While we are well aware of CBN’s sanctions on the trading of virtual assets, specifically cryptocurrency, there are still crypto surges in Nigeria and even beyond Africa. With increasing reports of crypto fraud losses, are there any stricter laws the CBN could pass to reduce these financial crimes?

More extensive consultation with players in the sector by the CBN will help a lot in understanding the type of regulations that will help the most.

Regulations would help reduce financial crimes, but this isn’t just with virtual assets.

There are still a lot of financial crimes with the traditional assets system we have.

There is little to no overlapping in a few areas of how virtual assets operate and how the CBN wants them to operate. What I mean is; many virtual asset leaders claim that crypto and others should follow a decentralised model and be less affected by monetary regulations. This line of thought contradicts what the CBs in many countries stand for. CBN was created to regulate and that was why I earlier hinted that the crypto players and the regulators need to consult and create some overlapping to create a more secure ecosystem for the consumers.

In July, many virtual card companies like Barter under Flutterwave shut down business as their leading providers pulled the plug. One of such providers, Union54, cited its reason for suspending business as “a necessary compliance audit.” There are many speculations that these issues were largely caused by chargebacks and fraud. Are there any suggestive measures to handle these issues that could save businesses subsequently?

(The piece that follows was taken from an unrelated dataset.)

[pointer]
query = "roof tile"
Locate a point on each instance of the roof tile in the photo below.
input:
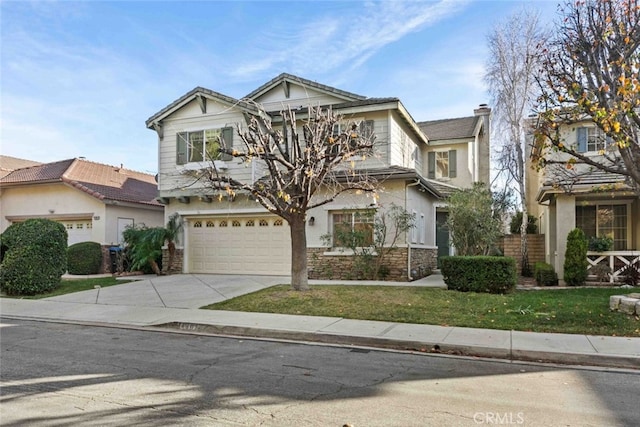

Yes, but the infrastructure providers like Union54 / Flutterwave most times place a lot of effort on this, but the loose ends are usually from other businesses reselling or using these infrastructures. Businesses that rely on infrastructure players such as Flutterwave needs to be stringent on KYC and security. When they are not, it affects the entire system. If the underlying compliance checks are weak from the businesses enrolling individuals, it creates loopholes and more vulnerability to the circle. From the infrastructural players’ side, they would need to collaborate more with regulators on ease of fraud reporting and on the regulator’s end, they need to ensure offenders are sanctioned. For example, if someone is flagged for fraud within a business, that person should be stopped and barred from ever doing business with any other entity.

It’s worth noting that, businesses (especially in the financial sector) need to always be dynamic when it comes to customer security.

Fraudsters are always on the lookout for new methods to steal from their victims – they aren’t always static.

Recently we have noticed a trend where a group of persons have generated smart ways of using “social media trends” to gather information about fraud victims and use the weak onboarding systems of some financial solutions to defraud them.

We’ve always warned businesses not to have too long (multiple years) KYC systems without implementing some changes to remain dynamic except the current system is leakproof just to meet up with the dynamic nature of consumer behaviours.

How would you describe the future of KYC/AML compliance? Any final thoughts on how you or your organization will be a part of this future?

KYC/AML will include more data and events in the future.

In Africa, compliance checks across regions and countries will be interdependent if the signed African free trade agreement across countries is rightly implemented, it will eliminate some sort of repetitive compliance checks and more countries and businesses can easily share the “bad players” list.

As a business, we will endeavour to always meet our customers’ needs. We want to drive the needed changes in KYC/AML in Africa and be the standard for it. We will create products and services that allow consumers to control their data efficiently. And our technologies will run deep with a combination of government-approved IDs, user behaviours, biometrics attributes and social data and knowledge.